High Court strikes out Gemma O’Doherty’s defamation case for being brought too late

Ms O’Doherty must pay the defendant’s legal costs for the case, believed to be a five-figure sum

The High Court has struck out defamation proceedings taken by former journalist Gemma O’Doherty against Jimmy Guerin, a councillor in Fingal, after a judge said they were manifestly brought outside the time limit set down by law.

Mr Justice Cian Ferriter also ordered Ms O’Doherty to pay legal costs which are understood to run to a five-figure sum.

Ms O’Doherty sued Mr Guerin, an independent councillor and brother of murdered journalist Veronica Guerin, over comments he made at a Fingal County Council meeting on September 10th, 2018.

She previously made statements suggesting there was State involvement in Ms Guerin’s murder. She was due at the council meeting to seek a nomination from Fingal councillors so she could run for the office of President of Ireland.


At the meeting, Mr Guerin rejected her suggestion of State involvement and criticised her for what she had said. Ms O’Doherty was not present at the meeting but the content of his speech was reported in the media.

A year later, she issued proceedings against Mr Guerin claiming he had defamed her in that speech. He denied the claims.

However, her case was initiated a day outside the one-year time limit for bringing defamation cases and she had not sought an extension of that time period. She did not sue any of the media outlets over their reports of his speech, the court heard.

On Tuesday, Ronan Lupton SC, instructed by Zoe Mollaghan of Flynn O’Driscoll Solicitors, asked the court to strike out her case under the statute of limitations. It was also argued her action was frivolous, vexatious, bound to fail or an abuse of process.

In emails to Mr Guerin’s solicitor in the last few days, she said she did not intend to contest the dismissal application and she consented to it being struck out with no order as to costs.

The solicitors wrote back saying she must first agree to pay Mr Guerin’s costs before a strike out on consent would be agreed but she refused to do so. She said it was her former solicitors, KRW of Belfast, who “erred in certain matters, rendering the action untenable through no fault of my own”.

She did not accept her action was in any way frivolous, bound to fail or an abuse of process. “I remind you that perjury is a criminal offence,” she wrote.

When the case came before Mr Justice Ferriter for hearing on Tuesday, he was told there was no appearance by, or on behalf of, Ms O’Doherty.

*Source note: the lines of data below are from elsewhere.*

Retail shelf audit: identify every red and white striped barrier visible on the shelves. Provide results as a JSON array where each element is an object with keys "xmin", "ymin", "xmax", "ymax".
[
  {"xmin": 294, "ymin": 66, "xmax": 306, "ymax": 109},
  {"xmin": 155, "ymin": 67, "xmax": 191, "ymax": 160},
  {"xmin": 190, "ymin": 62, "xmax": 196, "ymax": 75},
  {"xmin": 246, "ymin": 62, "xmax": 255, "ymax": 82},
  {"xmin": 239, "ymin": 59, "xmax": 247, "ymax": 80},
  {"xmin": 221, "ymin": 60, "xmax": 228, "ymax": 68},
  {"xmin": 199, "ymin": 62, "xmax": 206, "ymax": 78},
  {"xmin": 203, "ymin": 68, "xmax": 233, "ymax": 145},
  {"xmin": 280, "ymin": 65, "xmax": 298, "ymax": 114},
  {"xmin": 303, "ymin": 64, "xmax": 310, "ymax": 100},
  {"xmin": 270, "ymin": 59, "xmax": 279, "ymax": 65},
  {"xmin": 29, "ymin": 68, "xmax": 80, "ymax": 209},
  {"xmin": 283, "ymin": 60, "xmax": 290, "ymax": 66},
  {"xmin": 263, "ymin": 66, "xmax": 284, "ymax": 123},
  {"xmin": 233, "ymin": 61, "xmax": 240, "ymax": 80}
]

The judge was also provided with the email exchange over the last few days.

The judge said that, under court rules, if Ms O’Doherty was seeking a discontinuance of the proceedings, a notice must be served in writing and that was not done.

The rules also say there must be consent from the defendant for a discontinuance with no order as to costs and there was no consent here, he said.

In those circumstances, and having reviewed the papers and submissions from Mr Guerin’s side, he was satisfied to grant a formal order striking out the case. It seemed to him the proceedings were bound to fail because there was simply no answer to the statute of limitations issue.

As Mr Guerin was successful in his application, he was also entitled to his costs, the judge said.